Duane Houdek, executive secretary of the North Dakota Board of Medical Examiners, said the penalty for late license renewals is to pay triple the normal fee.

"From our point of view, a lapsed license is typically something that is taken care of administratively," he said.

But of course, this is North Dakota, the battleground for the Right to Life movement, and there is no calling them off if they smell even the slightest trace of blood in the water.  According to multiple reports, news of the license issue spread quickly via anti-choice protestor email groups, which resulted in dozens of calls to the police.

Tammi Kromenaker, the director of the Red River abortion center, the only one in the state, tried to dismiss any concern and told the Bismarck Tribune it was merely an “administrative oversight.”

“This is a paperwork matter and not a reflection of her abilities or competency as a physician,” Kromenaker said. “She has never had a black mark on her record. “I expect to have full resolution with no problem,” she said.

Still, pro-life advocates alerted state and local officials after an email bounced around local circles asking people to speak up once the information became known about the expired medical license. Local police received two dozen calls about the license.

And not to be outdone, Operation Rescue jumped on the chance to both file their own complaints, as well as conduct a "sting" on the clinic.

Operation Rescue received a tip that abortionists Lori Lynn Thorndike of Colorado and Miriam McCreary of Minnesota allowed their North Dakota Medical licenses to lapse on June 30, 2010. Operation Rescue immediately began to investigate.

An OR staffer posing as a potential abortion customer placed a phone call to RRWC on Friday, November 5, 2010. The caller specifically asked to be seen by "Dr. Thorndike."

"A friend of mine told me though about Dr. Thorndike. Said she was real helpful, so I was wondering if I could get her," said the caller.

The RRWC receptionist responded, "Okay, sure.
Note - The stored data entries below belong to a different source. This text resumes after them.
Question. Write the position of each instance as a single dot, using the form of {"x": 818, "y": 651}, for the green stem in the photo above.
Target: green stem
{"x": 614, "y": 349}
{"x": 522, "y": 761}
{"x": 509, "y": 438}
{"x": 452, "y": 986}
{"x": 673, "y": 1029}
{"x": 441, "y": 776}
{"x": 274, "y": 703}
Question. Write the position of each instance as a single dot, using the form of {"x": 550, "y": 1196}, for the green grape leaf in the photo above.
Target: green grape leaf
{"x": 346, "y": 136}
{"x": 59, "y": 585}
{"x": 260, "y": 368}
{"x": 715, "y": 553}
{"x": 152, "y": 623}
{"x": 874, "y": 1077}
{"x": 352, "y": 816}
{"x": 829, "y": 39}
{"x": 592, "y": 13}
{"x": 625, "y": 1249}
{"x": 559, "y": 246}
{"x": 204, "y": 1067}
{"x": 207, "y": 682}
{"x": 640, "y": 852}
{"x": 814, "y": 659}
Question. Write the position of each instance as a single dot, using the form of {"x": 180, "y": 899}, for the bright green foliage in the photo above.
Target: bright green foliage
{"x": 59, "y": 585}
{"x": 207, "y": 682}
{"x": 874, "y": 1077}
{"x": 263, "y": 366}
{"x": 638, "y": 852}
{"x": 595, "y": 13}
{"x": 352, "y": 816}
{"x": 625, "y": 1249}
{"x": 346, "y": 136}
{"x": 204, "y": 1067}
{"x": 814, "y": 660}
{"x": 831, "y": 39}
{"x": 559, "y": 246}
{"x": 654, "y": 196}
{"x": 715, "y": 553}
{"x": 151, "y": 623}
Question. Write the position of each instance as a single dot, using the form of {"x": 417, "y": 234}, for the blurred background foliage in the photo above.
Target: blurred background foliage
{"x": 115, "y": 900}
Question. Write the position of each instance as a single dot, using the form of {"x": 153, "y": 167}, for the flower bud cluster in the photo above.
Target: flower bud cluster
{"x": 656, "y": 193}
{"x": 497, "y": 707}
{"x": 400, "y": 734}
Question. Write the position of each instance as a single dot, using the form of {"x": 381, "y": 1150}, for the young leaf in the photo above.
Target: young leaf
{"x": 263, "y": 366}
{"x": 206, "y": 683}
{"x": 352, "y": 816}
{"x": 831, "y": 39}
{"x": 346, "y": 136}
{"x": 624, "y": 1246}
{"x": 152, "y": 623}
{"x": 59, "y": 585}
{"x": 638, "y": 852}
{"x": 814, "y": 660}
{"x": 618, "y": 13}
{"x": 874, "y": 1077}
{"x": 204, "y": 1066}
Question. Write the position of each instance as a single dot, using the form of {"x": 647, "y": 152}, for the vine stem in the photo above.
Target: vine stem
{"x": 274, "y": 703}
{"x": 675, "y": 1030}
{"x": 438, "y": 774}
Let me just put you on hold here. I'm gonna see what days we have available, and I'll be right back."

On Friday, the North Dakota Board of Medical Examiners (NDBME) web site showed that Thorndike's and McCreary's medical licenses were on "Inactive - Expired" status. By Monday, record of Thorndike's license had been removed.

Operation Rescue has since filed a complaint against Thorndike and included a request to investigate the "emergency situation" that took place at RRWC on Friday afternoon. A copy of the phone call documenting the emergency was submitted as evidence. According to the receptionist, the undercover caller was told that there was an "emergency situation" that involved a woman who was sick and vomiting. The receptionist added that it was a "staff member" but that seemed suspicious in the context of the call. Operation Rescue believes the sick woman was more likely a patient suffering an abortion complication.

In a follow up call to the clinic about two hours later, another clinic worker answered the phone and told Operation Rescue's undercover investigator, who was still posing as an abortion patient, that the receptionist she had been speaking to earlier was not at the clinic. Calls to the county emergency communications department and a local ambulance company showed that an ambulance was not involved.

"We have reason to believe that the sick woman was transported to emergency care via personal vehicle so as not to call attention to the medical emergency," said Operation Rescue spokesperson Cheryl Sullenger.

"There is a real possibility that unlicensed abortionists may have botched an abortion and that the woman was placed in further jeopardy by clinic staff not calling an ambulance. If true, that means that the Red River Women's Clinic poses an immediate danger to the public and should be closed on an emergency basis pending further investigation."

How's that for detailed, evidence based, investigative work?  I highly recommend listening to their "phone call clips," that "prove" the story.

Obviously, finding a way to shut down the only clinic in a state would be a huge coup for the anti-choice movement.  The Red River Clinic was under a constant barrage of protest for the last month as a top target in the "40 Days" anti-choice demonstration. 

But rallying around a minor case of administrative oversight?  That's pretty desperate, even for the anti-choice movement.